„Wir leben mit und sind umgeben von Kulturerbe“: Ein Interview mit Dr. Uwe Koch

„Wir leben mit und sind umgeben von Kulturerbe“: Ein Interview mit Dr. Uwe Koch

11.06.2018

Die Europäische Kommission hat das Jahr 2018 als Themenjahr zum Europäischen Kulturerbe ausgerufen. Die Initiative hierfür stammt vom Deutschen Nationalkomitee für Denkmalschutz (DNK), welches als Ausgangspunkt den Blick auf das erste europäische Denkmaljahr im Jahr 1975 gerichtet hat und auf die Frage: Was hat sich seitdem verändert?
 
Das Deutsche Nationalkomitee für Denkmalschutz (DNK) existiert schon viele Jahrzehnte – gegründet wurde es im Zusammenhang mit dem ersten europäischen Denkmaljahr in den Siebzigern und ist die einzige Plattform, auf der alle Akteure in Deutschland zum Thema Denkmalpflege zusammenkommen – von den Bundesministerien, dem BKM und Auswärtigem Amt bis hin zu zivilgesellschaftlichen Organisationen und Fachinstitutionen.
 
In seiner Rolle als nationaler Koordinator für das Kulturerbejahr in Deutschland haben wir im Vorfeld des DDBforums, die erste Netzwerkveranstaltung der Deutschen Digitalen Bibliothek, mit dem Leiter der Geschäftsstelle Dr. Uwe Koch des DNK gesprochen, der vorher über zwanzig Jahre im Kultur- und Wissenschaftsministerium in Potsdam für Themen des Kulturerbes Referatsleiter war. Wir möchten von ihm wissen, was Kulturerbe für ihn bedeutet, welches Potenzial Kultur in der heutigen Zeit für Europa hat und welche Herausforderungen für Gedächtnisinstitutionen entstehen, bei der gemeinsamen Aufgabe dieses Kulturerbe einem breiten Publikum zu vermitteln.

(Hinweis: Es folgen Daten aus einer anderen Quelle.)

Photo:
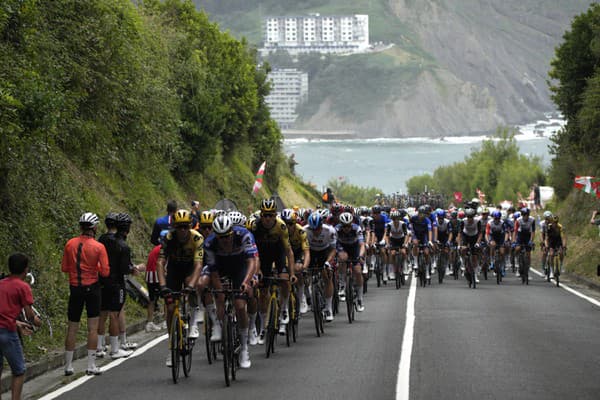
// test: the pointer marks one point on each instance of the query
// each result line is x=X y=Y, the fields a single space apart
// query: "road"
x=496 y=342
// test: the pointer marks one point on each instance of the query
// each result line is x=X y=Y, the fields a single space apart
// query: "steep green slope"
x=470 y=65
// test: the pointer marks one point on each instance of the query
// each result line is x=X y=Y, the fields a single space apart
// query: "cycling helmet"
x=346 y=218
x=236 y=218
x=324 y=213
x=315 y=220
x=336 y=208
x=182 y=217
x=268 y=205
x=206 y=217
x=222 y=225
x=88 y=220
x=123 y=221
x=288 y=215
x=111 y=219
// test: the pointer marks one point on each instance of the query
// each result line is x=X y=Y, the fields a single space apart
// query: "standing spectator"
x=84 y=259
x=15 y=295
x=163 y=222
x=195 y=212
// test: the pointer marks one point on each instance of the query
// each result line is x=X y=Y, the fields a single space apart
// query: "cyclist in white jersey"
x=322 y=240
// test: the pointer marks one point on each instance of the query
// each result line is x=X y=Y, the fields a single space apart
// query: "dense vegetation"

Dr. Uwe Koch at the DDBforum, Berlin 2018, Deutsche Digitale Bibliothek, Photo: Hans-Georg Schöner (CC BY 4.0 International)
Dr. Uwe Koch at the DDBforum, Berlin 2018, Deutsche Digitale Bibliothek, Photo: Hans-Georg Schöner (CC BY 4.0 International)

Lieber Herr Koch, Sie sind sowohl Ideengeber und Gestalter als auch nationaler Koordinator für das Europäische Kulturerbejahr. Es gibt unglaublich viele Veranstaltungen und es beteiligen sich unglaublich viele staatliche Institutionen, private Initiativen und sogar kleine Vereine an Sharing Heritage. Der Kultur wird oft eine verbindende, ja heilende Wirkung zugesprochen – was glauben Sie, wie groß das Potenzial von Kultur in der heutigen Zeit für Europa ist?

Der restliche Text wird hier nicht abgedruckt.